Of course, both stories were complete bullshit. The autopsy came out and ruled that he died from an aneurysm! Sadly, the stories about the real cause of his unfortunate death probably got fewer clicks than those juicy conspiracy stories.
I’m not a big lamenter, but I do lament how much we have to wade through urgency and outrage and false narratives to arrive at something like understanding. Where are the stories that urge me to slow down, consider what’s important and what’s true, and behave accordingly?
Ah well, here’s one (see below). I’m still making my mind up about this source, but I sure like where this writer is going. May it help you tune out some of the bullshit and enjoy a happy, peaceful holiday season.
Let me close this piece with some pictures from two walks this past week out at the Slough:
Anybody else notice the slight rightward tilt in all my pictures? I bet there’s a narrative that explains it …

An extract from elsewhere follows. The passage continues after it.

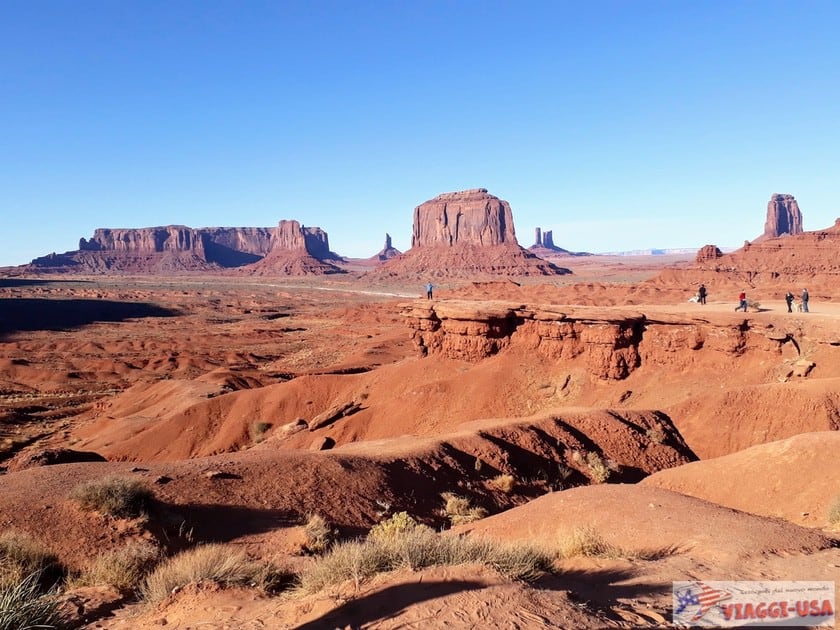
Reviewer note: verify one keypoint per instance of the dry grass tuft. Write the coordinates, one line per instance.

I said to my husband last night - firmly entrenched in the couch during a deliciously snowy day of football watching - “Who buys a car as a Christmas present?!”, after seeing the 1000th ad for a new Chevy.

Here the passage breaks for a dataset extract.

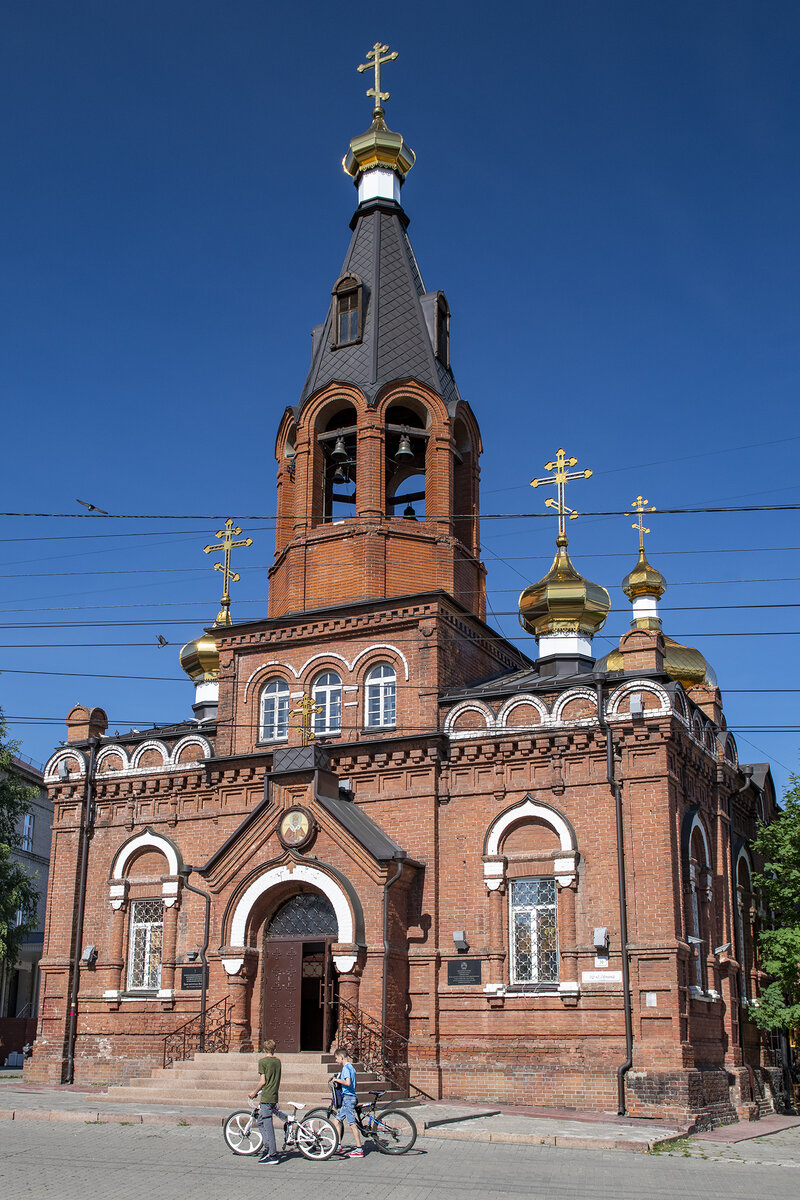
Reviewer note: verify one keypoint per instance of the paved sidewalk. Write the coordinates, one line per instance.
(441, 1120)
(464, 1122)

We don’t observe the world around us. It’s more efficient to follow stories and not think critically. (I, too, got briefly turned down the Wahl rabbit hole, until we learned the real, and equally tragic, truth; I’m not sure he would have survived back home, either.)
“It is almost as though the purpose of the stories we are told is to obscure reality, not to reveal it.”
I’m going to make a note of this for future writing. Am I obscuring or revealing reality?
I'm so with you on this. I think we're all suffering from urgency fatigue. A sense of urgency can also be addicting, I think, too. When I worked in the corporate world, there were always a few people that turned everything into a crisis, almost as if they got high off of it.